Tout passe et au bout du bout du chemin que reste-t-il ? Pas grand-chose en définitive. Des routes, des chambres d’hôtel, un coffre-fort à la combinaison défaillante, des écrans de surveillance qui ne racontent absolument rien, un absurde système d’alarme sensé se déclencher quand un vieux s’effondre mort sur le sol d’une maison de retraite, une barrière d’accès parking qui ne peut stopper son mouvement de balancier, une histoire d’amour malheureuse… Beaucoup et pas grand-chose, des instants de vie.

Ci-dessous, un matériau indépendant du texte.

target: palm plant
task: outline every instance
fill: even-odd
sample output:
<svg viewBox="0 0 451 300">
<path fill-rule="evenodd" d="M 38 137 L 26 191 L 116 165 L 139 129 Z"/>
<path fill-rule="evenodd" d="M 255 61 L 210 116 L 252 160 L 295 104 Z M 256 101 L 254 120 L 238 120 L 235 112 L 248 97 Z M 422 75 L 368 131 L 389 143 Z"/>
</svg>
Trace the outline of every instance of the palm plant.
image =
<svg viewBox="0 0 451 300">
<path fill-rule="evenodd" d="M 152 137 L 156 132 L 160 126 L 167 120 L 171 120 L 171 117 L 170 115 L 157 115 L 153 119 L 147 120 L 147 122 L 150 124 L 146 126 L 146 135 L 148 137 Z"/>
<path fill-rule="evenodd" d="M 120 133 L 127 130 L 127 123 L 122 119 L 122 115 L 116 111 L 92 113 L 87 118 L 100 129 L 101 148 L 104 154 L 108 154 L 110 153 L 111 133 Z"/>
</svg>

João Nicolau signe un film à la mélancolie délicatement joyeuse. Sa mise en scène, tout entière dans le rétroviseur du temps, reprend à son compte toutes les coquetteries surannées du film d’auteur. Vieux procédés : chansons, plans longs, toiles peintes, fond noir, voix off d’un narrateur très littéraire, refus du champ contrechamp, personnages caricaturaux, esthétisme 16 mm un peu forcé (objectif à la définition limite), couleurs fades et plates. Tics postmodernes là où l’on aurait préféré un classicisme cynique à la Billy Wilder. Qu’importe ! Miguel Lobo Antunes, acteur sur le tard, ex-directeur de l’ICA (l’Institut du Cinéma Portugais), porte rudement bien TechnoBoss sur ses épaules.

Fernand Garcia

TechnoBoss un film de João Nicolau avec Miguel Lobo Antunes, Luisa Cruz, Americo Silva, Sandra Faleiro, Tiago Garrinhas, Ana Tang, Jorge Andrade… Scénario : João Nicolau et Mariana Ricardo. Directeur de la photographie : Sir Mario Castanheiro. Décos : Arthur Pinheiro. Costumes : Susana Moura. Montage : João Nicolau. Musique : Pedro da Silva Martins, Noberto Lobo, Luis Joé Martins.  Coproducteur : Thomas Ordonneau. Producteurs : Luis Urbano et Sandro Aguillar. Production : O Som e a Furia – Shellac Sud avec le soutien de l’ICA, du CNC avec le Fonds Franco-Portugais, RTP. Distribution (France) : Shellac (Sortie nationale le 27 mai 2020). Portugal – France. 2019. 112 minutes. Pellicule Kodak 16 mm. DCP. Format image : 1.77 :1. 16/9e Son : 5.1. Tous Publics. Sélection Festival de Locarno, 2019.